「最近の生徒たち、何を考えているんだろう…」
先生という仕事をしていると、生徒との間に見えない壁を感じて、ふと孤独になる瞬間、ありませんか。熱意はあるのに、それがうまく伝わらないもどかしさ、僕もよくわかります。
でも、もしかしたら、僕たちが良かれと思ってやっている指導が、少しだけ方向性がずれているのかもしれません。

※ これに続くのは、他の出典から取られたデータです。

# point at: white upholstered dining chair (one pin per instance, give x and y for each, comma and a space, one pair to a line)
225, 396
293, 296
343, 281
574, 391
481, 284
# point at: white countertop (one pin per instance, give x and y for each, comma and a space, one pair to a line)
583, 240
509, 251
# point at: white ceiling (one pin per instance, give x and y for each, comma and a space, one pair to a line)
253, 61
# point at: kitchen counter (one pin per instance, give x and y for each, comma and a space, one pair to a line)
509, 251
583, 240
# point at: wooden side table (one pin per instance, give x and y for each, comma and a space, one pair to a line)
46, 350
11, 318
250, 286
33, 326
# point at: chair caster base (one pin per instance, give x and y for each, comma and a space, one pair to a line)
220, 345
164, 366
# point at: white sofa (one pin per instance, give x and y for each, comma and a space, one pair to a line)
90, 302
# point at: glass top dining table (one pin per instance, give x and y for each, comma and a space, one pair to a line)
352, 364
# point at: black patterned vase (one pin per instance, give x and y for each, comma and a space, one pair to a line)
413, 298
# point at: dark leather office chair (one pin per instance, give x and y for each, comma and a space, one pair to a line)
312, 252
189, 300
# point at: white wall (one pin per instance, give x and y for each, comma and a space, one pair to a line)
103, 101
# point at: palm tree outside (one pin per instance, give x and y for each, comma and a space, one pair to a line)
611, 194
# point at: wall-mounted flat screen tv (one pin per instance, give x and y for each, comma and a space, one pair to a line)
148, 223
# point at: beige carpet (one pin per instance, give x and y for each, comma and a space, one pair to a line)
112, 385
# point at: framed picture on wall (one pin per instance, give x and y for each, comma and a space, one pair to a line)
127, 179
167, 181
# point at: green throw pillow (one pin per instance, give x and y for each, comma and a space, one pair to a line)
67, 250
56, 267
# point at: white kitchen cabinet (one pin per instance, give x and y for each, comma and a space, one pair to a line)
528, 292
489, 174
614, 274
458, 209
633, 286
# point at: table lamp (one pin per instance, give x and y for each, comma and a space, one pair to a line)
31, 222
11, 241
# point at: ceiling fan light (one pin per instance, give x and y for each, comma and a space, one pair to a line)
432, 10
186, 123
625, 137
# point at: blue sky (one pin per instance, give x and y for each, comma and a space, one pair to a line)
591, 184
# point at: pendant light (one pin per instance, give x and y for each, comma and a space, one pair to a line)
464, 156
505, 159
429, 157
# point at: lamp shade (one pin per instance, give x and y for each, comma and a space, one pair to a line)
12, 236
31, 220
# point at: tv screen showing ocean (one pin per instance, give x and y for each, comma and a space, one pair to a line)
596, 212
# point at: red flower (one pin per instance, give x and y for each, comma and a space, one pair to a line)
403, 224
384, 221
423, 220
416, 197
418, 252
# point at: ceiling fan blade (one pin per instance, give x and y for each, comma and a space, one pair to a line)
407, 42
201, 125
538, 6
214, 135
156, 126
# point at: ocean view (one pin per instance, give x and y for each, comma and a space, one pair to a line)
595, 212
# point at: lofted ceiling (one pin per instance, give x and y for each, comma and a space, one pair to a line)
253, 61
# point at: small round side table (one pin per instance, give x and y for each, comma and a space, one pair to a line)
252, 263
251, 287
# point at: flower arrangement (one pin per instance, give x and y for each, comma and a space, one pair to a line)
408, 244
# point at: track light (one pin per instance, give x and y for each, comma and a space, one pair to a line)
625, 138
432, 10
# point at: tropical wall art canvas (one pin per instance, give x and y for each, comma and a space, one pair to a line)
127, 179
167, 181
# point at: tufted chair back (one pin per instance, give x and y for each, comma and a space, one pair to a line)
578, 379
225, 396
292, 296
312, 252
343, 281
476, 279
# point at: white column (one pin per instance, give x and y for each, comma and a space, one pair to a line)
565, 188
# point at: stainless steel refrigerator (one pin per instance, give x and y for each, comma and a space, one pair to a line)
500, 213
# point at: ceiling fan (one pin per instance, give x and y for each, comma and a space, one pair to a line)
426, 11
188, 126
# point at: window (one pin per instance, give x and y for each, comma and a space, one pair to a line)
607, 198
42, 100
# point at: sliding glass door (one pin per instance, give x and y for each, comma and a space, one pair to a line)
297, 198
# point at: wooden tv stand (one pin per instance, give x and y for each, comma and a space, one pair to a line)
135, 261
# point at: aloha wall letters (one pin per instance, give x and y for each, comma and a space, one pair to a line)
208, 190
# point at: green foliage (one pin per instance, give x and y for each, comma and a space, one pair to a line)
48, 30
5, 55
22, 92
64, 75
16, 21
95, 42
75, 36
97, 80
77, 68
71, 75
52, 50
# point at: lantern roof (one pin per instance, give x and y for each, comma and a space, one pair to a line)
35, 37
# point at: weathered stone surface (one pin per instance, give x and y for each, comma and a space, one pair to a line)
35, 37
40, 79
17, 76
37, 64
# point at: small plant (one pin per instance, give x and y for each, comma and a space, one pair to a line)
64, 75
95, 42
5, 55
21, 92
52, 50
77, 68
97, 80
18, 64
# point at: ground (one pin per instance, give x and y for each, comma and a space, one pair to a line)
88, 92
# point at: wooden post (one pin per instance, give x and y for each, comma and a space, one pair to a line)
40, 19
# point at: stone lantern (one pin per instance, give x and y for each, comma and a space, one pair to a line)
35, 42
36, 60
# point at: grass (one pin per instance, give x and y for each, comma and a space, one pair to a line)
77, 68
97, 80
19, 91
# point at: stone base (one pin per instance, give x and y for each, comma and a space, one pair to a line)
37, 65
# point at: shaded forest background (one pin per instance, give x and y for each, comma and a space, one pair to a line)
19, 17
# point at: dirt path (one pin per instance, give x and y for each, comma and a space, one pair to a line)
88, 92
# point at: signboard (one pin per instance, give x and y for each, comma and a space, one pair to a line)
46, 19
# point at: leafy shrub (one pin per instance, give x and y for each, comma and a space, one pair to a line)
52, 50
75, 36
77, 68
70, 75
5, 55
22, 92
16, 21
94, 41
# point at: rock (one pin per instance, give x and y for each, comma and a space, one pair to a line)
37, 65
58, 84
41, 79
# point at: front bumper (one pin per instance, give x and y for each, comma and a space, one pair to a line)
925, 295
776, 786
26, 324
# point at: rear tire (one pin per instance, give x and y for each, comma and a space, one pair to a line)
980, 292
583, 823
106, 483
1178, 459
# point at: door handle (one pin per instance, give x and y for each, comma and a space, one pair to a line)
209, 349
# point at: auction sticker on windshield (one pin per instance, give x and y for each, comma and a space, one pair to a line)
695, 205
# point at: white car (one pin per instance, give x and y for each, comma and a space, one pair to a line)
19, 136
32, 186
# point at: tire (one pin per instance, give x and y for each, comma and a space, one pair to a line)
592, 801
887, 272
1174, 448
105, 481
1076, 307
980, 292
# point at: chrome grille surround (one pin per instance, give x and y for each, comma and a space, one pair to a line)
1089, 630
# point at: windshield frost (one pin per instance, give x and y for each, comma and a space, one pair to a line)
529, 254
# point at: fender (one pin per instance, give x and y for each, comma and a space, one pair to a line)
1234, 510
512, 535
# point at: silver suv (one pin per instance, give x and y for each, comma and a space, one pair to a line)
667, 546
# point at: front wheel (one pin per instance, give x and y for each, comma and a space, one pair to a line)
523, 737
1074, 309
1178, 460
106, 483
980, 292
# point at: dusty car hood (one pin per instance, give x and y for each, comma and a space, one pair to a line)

そこで今回は、僕自身が読んで「これは!」と思った心理学の知見を、皆さんと共有させてください。科学的な視点を取り入れることで、生徒指導の新しいヒントが見つかるかもしれません。
まずは前提:なぜ僕たちの「熱意」は空回りするのか?
本題に入る前に、少しだけ前提の話をさせてください。僕たちが「良かれと思って」やる指導が空回りする背景には、いくつかの心理的な「壁」があったりします。
その一つが、有名な「返報性の原理」です。
“人間文化のなかで、最も広範囲に存在し、最も基本的な要素となっている規範の一つに返報性のルールがある。このルールは、他者から与えられたら自分も同じようなやり方で相手に返すように努めることを要求する。”
(『影響力の武器[第三版] なぜ、人は動かされるのか』より)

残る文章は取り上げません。